Let’s suppose you’re at a track—and I want you to close your eyes once in a while as you’re reading this, so you can get a full picture in your head. You have your leathers on, you’re in the right mental space, and you’re ready to go out and do great things on your bike. You can smell new tires, race fuel, and assorted garage smells as everyone puts their heads down and makes their last-minute preparations to get it right.
Then you ride out onto track, on a machine you know well. You’re starting to get into a groove when you first notice that there’s a brake issue—around lap three or four. You get yourself off the racing line, trying to get out of everyone’s way, as you raise your hand. It’s clear you’re having an issue, but no one on the outside can see what it is. Is it your engine? Maybe your clutch? All that’s clear to everyone who isn’t you is that something is not right.
You manage to push through and keep going until lap 17—when suddenly, the brakes let go in a spectacular fashion. Suddenly, your bike is careening wildly toward the air fence, at speeds over 215 kilometers per hour—or around 134 miles per hour. You know you can’t stop, or even slow down at all. You make a split-second decision to trust that your race suit will save you. Then, you throw yourself off the bike at a speed that would be fine on your bike and in control, but is horrific because you have neither control nor a working bike underneath you.
You slide… and slide. Amazingly, the combination of events and all that adrenaline coursing through you makes it a simple matter to jump up immediately and shake your head in disgust when you’re done sliding. You can’t believe this is how your race ended, even though you’re glad you came out of it with only minor soreness.
Meanwhile, the bike you bailed out on hit the air fence at close to 200kph, then burst almost immediately into flames. Later, you’ll observe both how lucky you were to escape mostly unscathed—and luckier still that there were no riders in front of you to get hit by your out-of-control bike. The race was, of course, red-flagged immediately after this incident, and later restarted.

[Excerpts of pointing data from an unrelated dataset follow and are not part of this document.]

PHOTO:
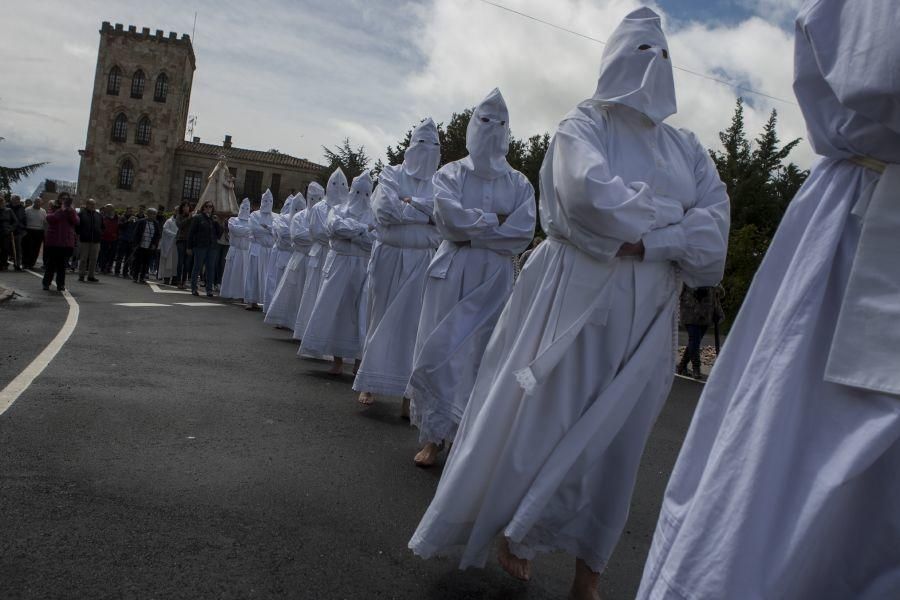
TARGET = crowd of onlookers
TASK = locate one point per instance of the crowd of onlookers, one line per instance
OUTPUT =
(127, 243)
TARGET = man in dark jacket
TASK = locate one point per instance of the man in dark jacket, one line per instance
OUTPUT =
(90, 232)
(146, 240)
(125, 246)
(203, 240)
(109, 239)
(8, 226)
(15, 205)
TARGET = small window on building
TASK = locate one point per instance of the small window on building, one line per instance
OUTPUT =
(126, 175)
(120, 128)
(162, 88)
(114, 81)
(143, 132)
(253, 184)
(193, 180)
(276, 184)
(137, 84)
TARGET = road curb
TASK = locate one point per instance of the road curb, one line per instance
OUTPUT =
(6, 294)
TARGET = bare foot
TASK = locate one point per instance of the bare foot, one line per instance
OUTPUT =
(337, 367)
(427, 456)
(404, 409)
(512, 564)
(585, 585)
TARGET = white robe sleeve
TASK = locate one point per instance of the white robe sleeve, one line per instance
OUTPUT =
(700, 241)
(349, 229)
(601, 209)
(387, 206)
(517, 231)
(454, 222)
(300, 232)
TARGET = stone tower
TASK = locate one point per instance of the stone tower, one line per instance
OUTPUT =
(139, 111)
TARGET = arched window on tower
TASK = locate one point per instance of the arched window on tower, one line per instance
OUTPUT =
(142, 135)
(120, 128)
(137, 84)
(162, 88)
(126, 174)
(114, 81)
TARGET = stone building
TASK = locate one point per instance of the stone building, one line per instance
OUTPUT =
(135, 151)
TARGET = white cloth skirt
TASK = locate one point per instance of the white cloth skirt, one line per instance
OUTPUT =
(787, 486)
(396, 289)
(458, 316)
(549, 459)
(282, 310)
(337, 324)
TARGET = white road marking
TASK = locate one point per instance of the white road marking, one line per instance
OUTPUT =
(139, 304)
(23, 380)
(159, 290)
(198, 304)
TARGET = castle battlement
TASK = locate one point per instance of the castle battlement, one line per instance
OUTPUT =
(144, 34)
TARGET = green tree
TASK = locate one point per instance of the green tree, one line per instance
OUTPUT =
(352, 161)
(11, 175)
(760, 184)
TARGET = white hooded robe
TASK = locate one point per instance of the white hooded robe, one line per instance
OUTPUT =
(336, 192)
(471, 275)
(788, 484)
(583, 356)
(337, 325)
(238, 257)
(262, 239)
(407, 239)
(284, 247)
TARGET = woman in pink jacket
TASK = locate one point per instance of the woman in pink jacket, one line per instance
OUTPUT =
(59, 242)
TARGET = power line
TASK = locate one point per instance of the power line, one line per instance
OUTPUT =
(593, 39)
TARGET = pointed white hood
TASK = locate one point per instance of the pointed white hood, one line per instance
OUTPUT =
(244, 210)
(287, 207)
(336, 192)
(265, 205)
(487, 137)
(298, 204)
(360, 192)
(423, 156)
(636, 69)
(314, 193)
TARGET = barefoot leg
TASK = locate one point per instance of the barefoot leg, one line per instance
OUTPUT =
(404, 409)
(512, 564)
(427, 456)
(585, 585)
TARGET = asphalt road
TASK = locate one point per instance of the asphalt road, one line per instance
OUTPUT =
(186, 452)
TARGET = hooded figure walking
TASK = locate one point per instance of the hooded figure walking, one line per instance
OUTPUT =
(485, 213)
(582, 358)
(337, 324)
(403, 204)
(788, 484)
(262, 239)
(336, 192)
(238, 258)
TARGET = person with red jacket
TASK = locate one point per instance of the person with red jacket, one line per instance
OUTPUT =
(108, 239)
(59, 242)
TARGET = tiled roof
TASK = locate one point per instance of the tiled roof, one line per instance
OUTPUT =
(272, 158)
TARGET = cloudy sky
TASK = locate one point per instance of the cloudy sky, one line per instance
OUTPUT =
(299, 74)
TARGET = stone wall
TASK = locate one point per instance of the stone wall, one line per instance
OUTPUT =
(292, 179)
(156, 53)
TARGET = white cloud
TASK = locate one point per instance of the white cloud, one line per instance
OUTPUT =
(299, 75)
(543, 72)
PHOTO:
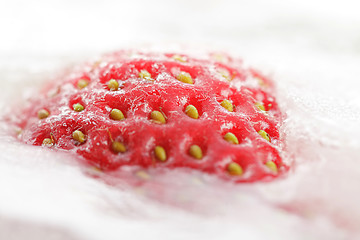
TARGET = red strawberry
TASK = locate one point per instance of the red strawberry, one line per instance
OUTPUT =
(163, 111)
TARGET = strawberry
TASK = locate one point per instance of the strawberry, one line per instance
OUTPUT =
(154, 110)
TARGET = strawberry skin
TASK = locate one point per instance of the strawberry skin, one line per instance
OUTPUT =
(162, 111)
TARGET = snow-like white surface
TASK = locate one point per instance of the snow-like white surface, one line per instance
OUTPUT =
(311, 49)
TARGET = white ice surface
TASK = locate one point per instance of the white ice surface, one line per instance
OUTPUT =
(310, 48)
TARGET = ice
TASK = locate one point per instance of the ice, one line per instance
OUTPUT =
(310, 48)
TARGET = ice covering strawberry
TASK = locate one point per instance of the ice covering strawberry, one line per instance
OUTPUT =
(156, 110)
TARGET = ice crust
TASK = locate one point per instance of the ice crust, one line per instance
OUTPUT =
(313, 56)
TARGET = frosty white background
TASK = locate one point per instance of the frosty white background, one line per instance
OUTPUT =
(310, 48)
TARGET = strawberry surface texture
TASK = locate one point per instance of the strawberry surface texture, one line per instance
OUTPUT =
(162, 110)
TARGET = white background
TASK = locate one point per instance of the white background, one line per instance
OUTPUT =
(310, 48)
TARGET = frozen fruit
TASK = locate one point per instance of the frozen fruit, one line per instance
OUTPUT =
(154, 110)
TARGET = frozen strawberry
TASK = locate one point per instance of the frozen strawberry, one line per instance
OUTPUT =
(153, 110)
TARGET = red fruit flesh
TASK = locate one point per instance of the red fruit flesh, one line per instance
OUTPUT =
(137, 97)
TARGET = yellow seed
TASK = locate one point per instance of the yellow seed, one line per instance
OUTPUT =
(272, 166)
(234, 169)
(158, 117)
(47, 142)
(160, 153)
(143, 175)
(264, 134)
(145, 75)
(79, 136)
(227, 105)
(179, 58)
(82, 83)
(116, 114)
(185, 78)
(231, 138)
(192, 112)
(78, 107)
(260, 106)
(113, 85)
(196, 152)
(43, 114)
(118, 147)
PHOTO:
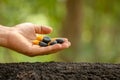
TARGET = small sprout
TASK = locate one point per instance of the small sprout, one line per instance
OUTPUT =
(36, 42)
(53, 42)
(43, 44)
(59, 40)
(46, 39)
(40, 37)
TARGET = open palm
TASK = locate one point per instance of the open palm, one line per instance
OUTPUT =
(21, 36)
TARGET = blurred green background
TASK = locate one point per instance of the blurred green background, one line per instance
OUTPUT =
(92, 26)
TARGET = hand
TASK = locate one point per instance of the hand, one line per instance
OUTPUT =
(21, 36)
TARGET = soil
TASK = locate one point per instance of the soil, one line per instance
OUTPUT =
(59, 71)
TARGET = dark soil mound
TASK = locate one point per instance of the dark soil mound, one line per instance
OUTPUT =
(59, 71)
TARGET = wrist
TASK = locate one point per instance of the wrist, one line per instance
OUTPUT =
(4, 31)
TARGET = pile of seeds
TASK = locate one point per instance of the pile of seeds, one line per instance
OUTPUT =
(44, 41)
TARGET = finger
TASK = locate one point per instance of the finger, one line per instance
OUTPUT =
(37, 50)
(42, 29)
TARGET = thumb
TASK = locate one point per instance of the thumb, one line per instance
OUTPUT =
(42, 29)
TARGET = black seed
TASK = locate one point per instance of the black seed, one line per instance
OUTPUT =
(60, 40)
(43, 44)
(46, 39)
(53, 42)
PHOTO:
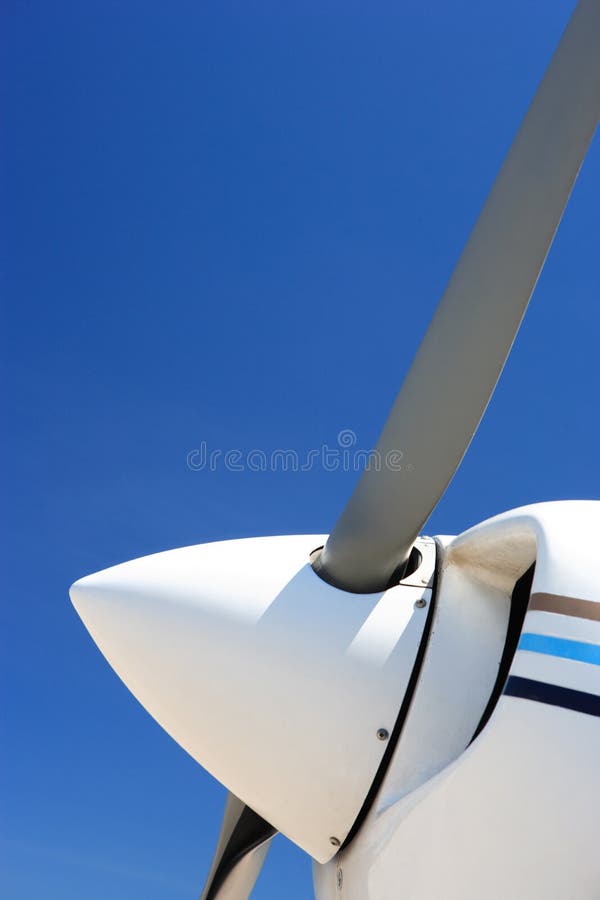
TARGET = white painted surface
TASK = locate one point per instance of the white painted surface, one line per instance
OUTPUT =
(273, 680)
(516, 814)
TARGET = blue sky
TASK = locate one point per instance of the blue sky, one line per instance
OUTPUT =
(231, 222)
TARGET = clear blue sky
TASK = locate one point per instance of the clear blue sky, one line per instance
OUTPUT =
(231, 222)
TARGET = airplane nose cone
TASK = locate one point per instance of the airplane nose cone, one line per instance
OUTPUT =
(273, 680)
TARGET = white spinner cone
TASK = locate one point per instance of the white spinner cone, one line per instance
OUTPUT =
(273, 680)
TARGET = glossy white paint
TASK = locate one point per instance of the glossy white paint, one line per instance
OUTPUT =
(273, 680)
(515, 814)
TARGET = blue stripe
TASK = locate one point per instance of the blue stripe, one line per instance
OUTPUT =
(553, 646)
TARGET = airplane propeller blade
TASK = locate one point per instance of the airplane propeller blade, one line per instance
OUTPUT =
(243, 844)
(456, 368)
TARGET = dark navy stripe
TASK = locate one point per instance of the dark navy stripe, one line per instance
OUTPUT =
(528, 689)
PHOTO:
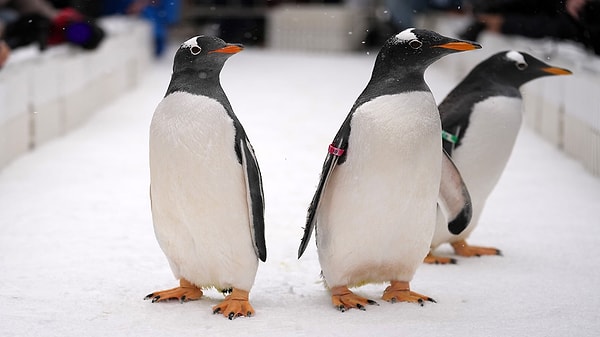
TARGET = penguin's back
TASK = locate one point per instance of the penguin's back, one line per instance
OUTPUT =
(199, 206)
(378, 211)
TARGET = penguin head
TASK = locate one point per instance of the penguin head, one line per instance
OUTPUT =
(516, 68)
(204, 54)
(418, 48)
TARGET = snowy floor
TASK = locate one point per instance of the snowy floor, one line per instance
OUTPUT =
(78, 253)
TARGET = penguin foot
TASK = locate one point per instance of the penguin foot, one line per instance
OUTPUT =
(344, 299)
(235, 305)
(461, 248)
(399, 291)
(433, 259)
(185, 292)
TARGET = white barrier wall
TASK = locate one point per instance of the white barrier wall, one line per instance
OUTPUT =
(565, 110)
(46, 94)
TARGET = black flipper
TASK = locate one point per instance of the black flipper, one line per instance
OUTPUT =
(255, 197)
(311, 219)
(454, 197)
(336, 156)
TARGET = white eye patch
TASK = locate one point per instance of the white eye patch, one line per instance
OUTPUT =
(193, 45)
(517, 58)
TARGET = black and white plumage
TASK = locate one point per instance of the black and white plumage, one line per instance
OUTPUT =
(206, 187)
(374, 209)
(481, 118)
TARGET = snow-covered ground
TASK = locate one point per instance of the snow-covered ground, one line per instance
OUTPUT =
(78, 253)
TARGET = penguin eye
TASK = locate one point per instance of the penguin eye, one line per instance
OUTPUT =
(195, 50)
(521, 65)
(415, 44)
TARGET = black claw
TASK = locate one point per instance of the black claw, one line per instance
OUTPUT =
(371, 302)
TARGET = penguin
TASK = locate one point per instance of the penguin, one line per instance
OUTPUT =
(481, 118)
(374, 208)
(206, 190)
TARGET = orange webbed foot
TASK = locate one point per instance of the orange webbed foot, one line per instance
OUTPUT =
(434, 259)
(399, 291)
(185, 292)
(235, 305)
(461, 248)
(344, 299)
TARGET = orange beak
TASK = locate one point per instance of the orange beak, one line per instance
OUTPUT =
(460, 45)
(556, 71)
(229, 49)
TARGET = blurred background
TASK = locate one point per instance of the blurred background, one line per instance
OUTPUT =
(66, 57)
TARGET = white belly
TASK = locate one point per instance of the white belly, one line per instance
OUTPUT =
(377, 215)
(485, 150)
(199, 206)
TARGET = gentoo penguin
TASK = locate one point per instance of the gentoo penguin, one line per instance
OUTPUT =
(375, 205)
(206, 187)
(481, 118)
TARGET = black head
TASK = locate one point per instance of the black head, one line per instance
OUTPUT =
(515, 68)
(417, 49)
(205, 54)
(198, 64)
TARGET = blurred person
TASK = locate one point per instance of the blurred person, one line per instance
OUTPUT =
(576, 20)
(29, 21)
(160, 13)
(4, 52)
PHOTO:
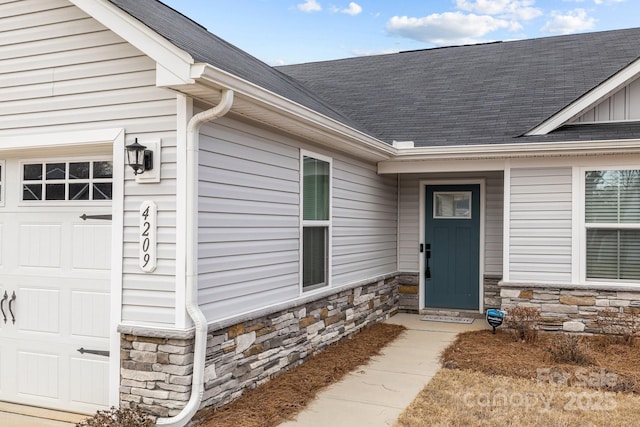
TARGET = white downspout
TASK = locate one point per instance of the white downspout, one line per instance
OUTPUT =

What do you do when you have zero brakes at a speed like that? There’s probably not much choice other than doing what MotoGP rider Maverick Viñales did at the 2020 Styrian Grand Prix, honestly. Debates and questions have arisen off-track since the incident, including fellow racer Alex Rins asking why Viñales didn’t go into the pits sooner when he first realized there was a problem. There’s also a question of whether there’s a broader problem at work here, since fellow Yamaha man Fabio Quartararo had his own set of braking issues at the last race—also in Austria.
In that moment, though—and as dramatic an exit as it was—could Viñales have realistically made any other call? Unlikely.